Continuano gli spin-off di Black Hammer che, analizzando aspetti finora poco noti o non ancora rivelati di questo universo, contribuiscono a gettare una nuova luce su Spiral City e i suoi incredibili abitanti.
Dopo Sherlock Frankenstein e la Legione del Male, giunge dunque Dottor Andromeda e il Regno dei Domani Perduti (Doctor Andromeda and the Kingdom of Lost Tomorrows), miniserie di quattro numeri pubblicata da Dark Horse nel 2018, scritta da Jeff Lemire e disegnata da Max Fiumara.
James Robinson, il Dottor Andromeda, è uno dei più grandi eroi della Golden Age: ha contribuito a debellare la minaccia nazista ed è stato uno dei membri fondatori del primo supergruppo della storia.
Ma, al termine di una missione nello spazio, l'eroe finisce in maniera avventata in un buco nero e, quando torna a casa, scopre che - se lui è rimasto giovane - sulla Terra sono passati diciotto anni. La moglie e il figlio lo odiano per essere stati abbandonati per così tanto tempo e chiudono ogni rapporto con lui.
Decenni dopo James Robinson sta ancora cercando di ricucire i rapporti con il figlio, ma ormai sembra troppo tardi perché quest'ultimo è affetto da un male incurabile. Ci potrà essere una redenzione per il Dottor Andromeda?
Il concetto di legacy, del manto di un eroe che può passare a qualcun altro, è stato presente nel fumetto americano - e nella narrativa in generale - fin dagli albori. Questo spiega la presenza di molti giovani sidekick durante la Golden Age, idea che oggi ci appare folle (ragazzini che consapevolmente vengono mandati a rischiare la vita combattendo il crimine?).
Jeff Lemire adotta e riadatta questo concetto, dandogli una nuova dimensione, più in sintonia con le atmosfere di Black Hammer, ovviamente. Stavolta il personaggio di riferimento è lo Starman della Golden Age, ma non così come originariamente pensato, bensì la reinterpretazione moderna attuata da James Robinson a partire dagli anni '90, dove il manto dell'eroe veniva preso dal figlio (magari un giorno ne parleremo su questi lidi).
Il fatto, dunque, che il protagonista di questa storia porti proprio quel nome non è un caso.
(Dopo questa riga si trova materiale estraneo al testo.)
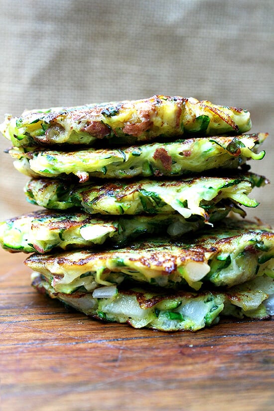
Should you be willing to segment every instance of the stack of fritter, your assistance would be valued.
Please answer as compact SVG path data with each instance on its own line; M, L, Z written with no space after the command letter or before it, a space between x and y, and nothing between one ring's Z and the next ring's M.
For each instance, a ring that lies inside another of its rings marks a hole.
M38 290L105 321L267 318L274 233L242 219L268 182L246 165L265 155L251 127L246 111L164 96L7 116L27 199L47 209L2 222L1 245L34 252Z

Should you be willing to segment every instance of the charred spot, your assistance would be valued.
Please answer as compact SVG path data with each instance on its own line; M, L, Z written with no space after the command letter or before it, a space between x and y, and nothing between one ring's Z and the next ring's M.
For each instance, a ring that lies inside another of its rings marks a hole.
M191 155L191 150L185 150L183 151L181 151L181 152L179 152L179 154L180 155L183 155L185 157L190 157Z
M256 249L251 244L249 246L247 246L245 247L244 251L246 252L249 253L251 254L258 254L259 253L259 250L256 250Z
M226 123L227 124L228 124L229 126L233 129L235 132L236 133L238 133L239 131L239 126L233 121L231 117L228 115L228 114L226 114L225 113L224 113L221 110L219 110L217 107L214 107L212 106L209 106L207 104L201 104L201 107L204 107L205 109L206 109L216 114L216 116L218 116L225 123Z
M159 160L165 170L171 170L172 159L165 148L163 147L157 148L155 150L153 158L154 160Z
M93 137L103 138L110 134L110 128L101 120L89 121L85 127L81 129L81 131L88 133Z
M46 124L49 124L55 121L59 116L66 114L66 112L64 112L62 113L58 113L57 112L53 112L52 113L49 113L44 117L43 120ZM41 114L40 114L41 115Z

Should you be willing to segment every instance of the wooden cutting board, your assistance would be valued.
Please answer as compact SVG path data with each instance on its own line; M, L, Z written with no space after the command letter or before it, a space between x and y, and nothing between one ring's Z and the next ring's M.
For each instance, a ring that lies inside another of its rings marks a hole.
M273 411L274 321L196 333L105 324L31 288L0 251L2 411Z

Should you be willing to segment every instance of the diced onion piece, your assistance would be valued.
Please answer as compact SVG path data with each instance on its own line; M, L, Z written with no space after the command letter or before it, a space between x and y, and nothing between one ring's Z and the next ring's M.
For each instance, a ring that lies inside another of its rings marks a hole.
M117 293L117 288L116 285L110 285L109 287L100 287L95 288L92 293L94 298L110 298Z
M190 261L185 266L185 279L199 281L210 271L210 267L206 263Z
M102 226L101 224L93 224L84 226L81 227L80 233L84 240L87 241L90 240L100 240L102 238L109 233L115 231L115 229L112 226Z
M272 294L264 302L268 314L274 315L274 294Z

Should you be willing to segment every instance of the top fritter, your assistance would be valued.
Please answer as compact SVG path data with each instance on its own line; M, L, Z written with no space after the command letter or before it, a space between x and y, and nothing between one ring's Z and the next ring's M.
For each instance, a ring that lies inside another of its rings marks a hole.
M6 115L0 130L15 146L85 144L98 139L132 144L157 138L246 133L249 112L192 98L154 96L144 100L91 104Z

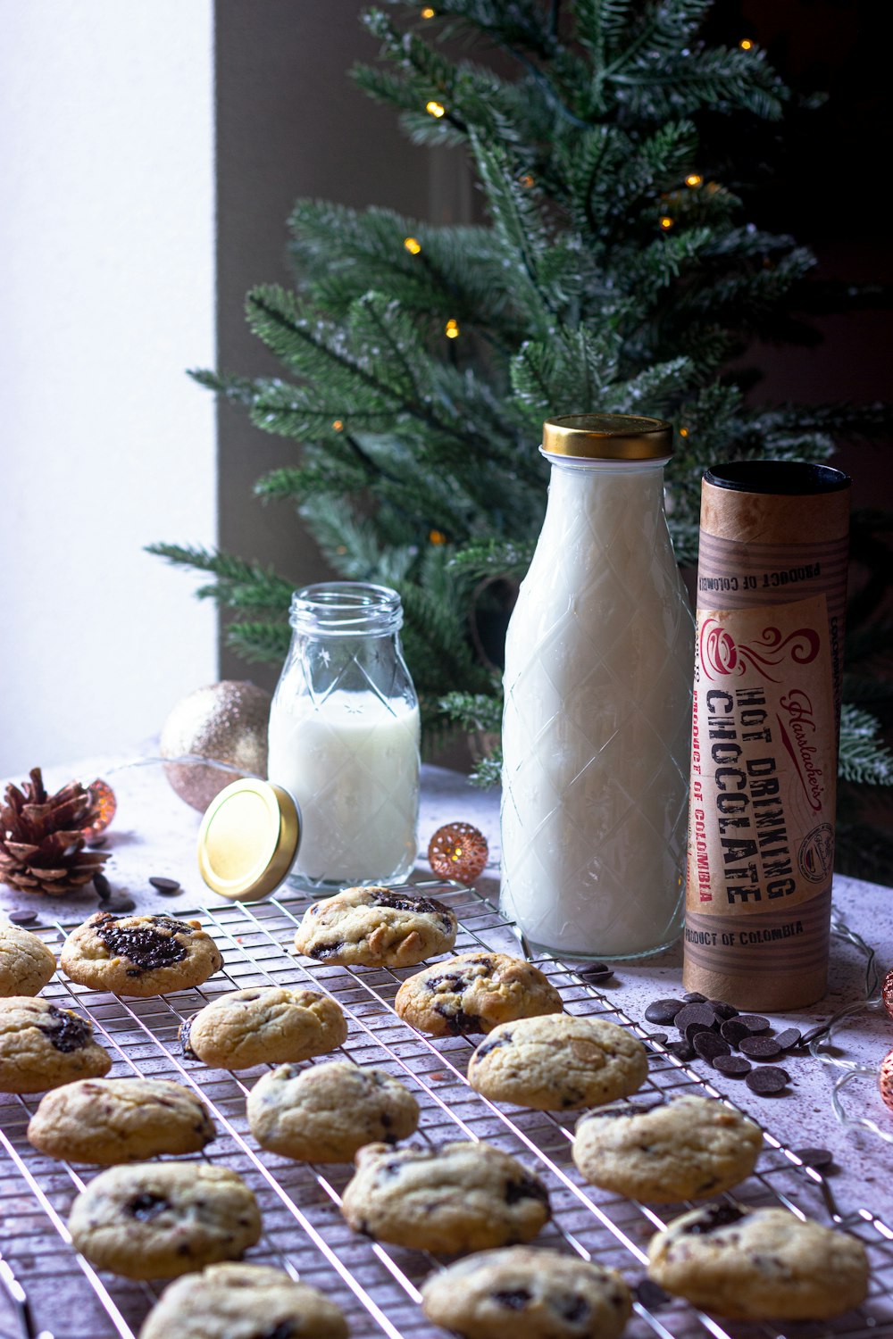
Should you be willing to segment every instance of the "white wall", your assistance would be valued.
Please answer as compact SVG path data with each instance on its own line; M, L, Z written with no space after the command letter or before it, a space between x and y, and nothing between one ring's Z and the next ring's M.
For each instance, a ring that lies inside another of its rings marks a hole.
M217 678L212 0L0 0L0 775Z

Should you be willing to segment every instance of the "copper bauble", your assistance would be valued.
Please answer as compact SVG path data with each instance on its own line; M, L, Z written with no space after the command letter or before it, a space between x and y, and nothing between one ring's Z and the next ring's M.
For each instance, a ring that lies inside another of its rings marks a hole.
M238 679L197 688L178 702L161 731L162 758L197 754L238 771L201 763L165 763L181 799L204 813L224 786L238 777L266 777L266 726L272 696Z

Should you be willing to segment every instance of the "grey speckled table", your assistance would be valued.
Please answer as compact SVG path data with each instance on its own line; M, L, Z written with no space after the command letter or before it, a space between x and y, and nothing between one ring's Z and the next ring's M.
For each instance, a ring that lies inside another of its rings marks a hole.
M155 747L149 742L135 750L131 758L151 757ZM90 782L99 775L112 785L118 795L118 814L107 836L110 860L106 873L112 888L126 892L138 909L178 915L220 902L205 888L197 869L199 814L170 789L158 762L122 766L127 761L100 758L87 759L74 769L47 767L44 779L48 786L55 787L72 777ZM426 852L434 832L444 822L463 819L479 828L489 841L490 861L477 882L477 890L498 902L498 809L497 791L479 791L458 773L426 766L415 878L430 877ZM178 880L181 892L175 897L162 897L149 884L151 876ZM86 919L96 905L92 890L64 900L36 900L0 888L0 915L27 908L37 911L42 920L59 916L66 923L72 923ZM839 920L876 949L882 976L893 965L893 892L876 884L838 878L834 885L834 909ZM636 1023L644 1022L644 1011L651 1000L679 995L683 990L680 944L651 959L613 965L613 976L606 983L597 983L597 988L611 1000L612 1007ZM893 1227L893 1184L889 1174L893 1148L888 1142L893 1141L893 1111L881 1102L876 1079L877 1066L893 1047L893 1020L880 1008L865 1007L865 952L846 937L835 935L827 996L809 1010L777 1015L771 1022L779 1030L794 1026L807 1031L846 1006L854 1006L854 1014L835 1032L835 1046L825 1060L806 1052L782 1060L791 1075L791 1083L778 1097L760 1098L740 1079L726 1078L700 1059L692 1062L691 1069L789 1148L821 1146L831 1150L835 1168L830 1185L841 1208L869 1208ZM649 1031L675 1035L672 1027L645 1026ZM865 1075L847 1082L841 1101L849 1117L872 1122L874 1129L843 1123L835 1117L831 1094L835 1079L843 1071L827 1059L851 1060L866 1067ZM1 1310L0 1296L0 1322ZM4 1332L0 1324L0 1334Z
Insomma, la reinterpretazione di una reinterpretazione.
Inoltre vi è anche un chiaro omaggio al corpo delle Lanterne Verdi, qui più nella versione Bronze Age che in quella Silver.
Detto questo, il Dottor Andromeda - rispetto alle altre personalità abbastanza borderline che abbiamo visto nelle storie principali - risulta come l'eroe più classico di questo universo, essendo forse profondamente radicato in quella Golden Age da cui non è mai sfuggito, mentre il tempo sfrecciava attorno a lui.
E questa miniserie che lo riguarda è incentrata sulle tematiche familiari, sulle perdite che si possono subire quando un dovere verso altre persone prevale sulle necessità personali e quelle dei propri cari. Ed ecco dunque giungere la tematica, molto cara al fumetto americano e non solo, del padre che deve recuperare il rapporto col figlio.
Proprio mentre quel tempo a disposizione, a cui il Dottor Andromeda ha cercato di sfuggire per tutta la vita, si stringe sempre più. La ricerca di una redenzione personale porta dunque l'eroe ad esaminare la propria esistenza passata per trovare la risposta alla domanda se sia stato davvero un buon genitore, oltre che un eroe perfetto.
In ultima analisi, se James Robinson sia stato un bravo essere umano, oppure se quella sua umanità sia andata perduta nel buco nero, insieme ai diciotto anni che hanno caratterizzato la sua scomparsa.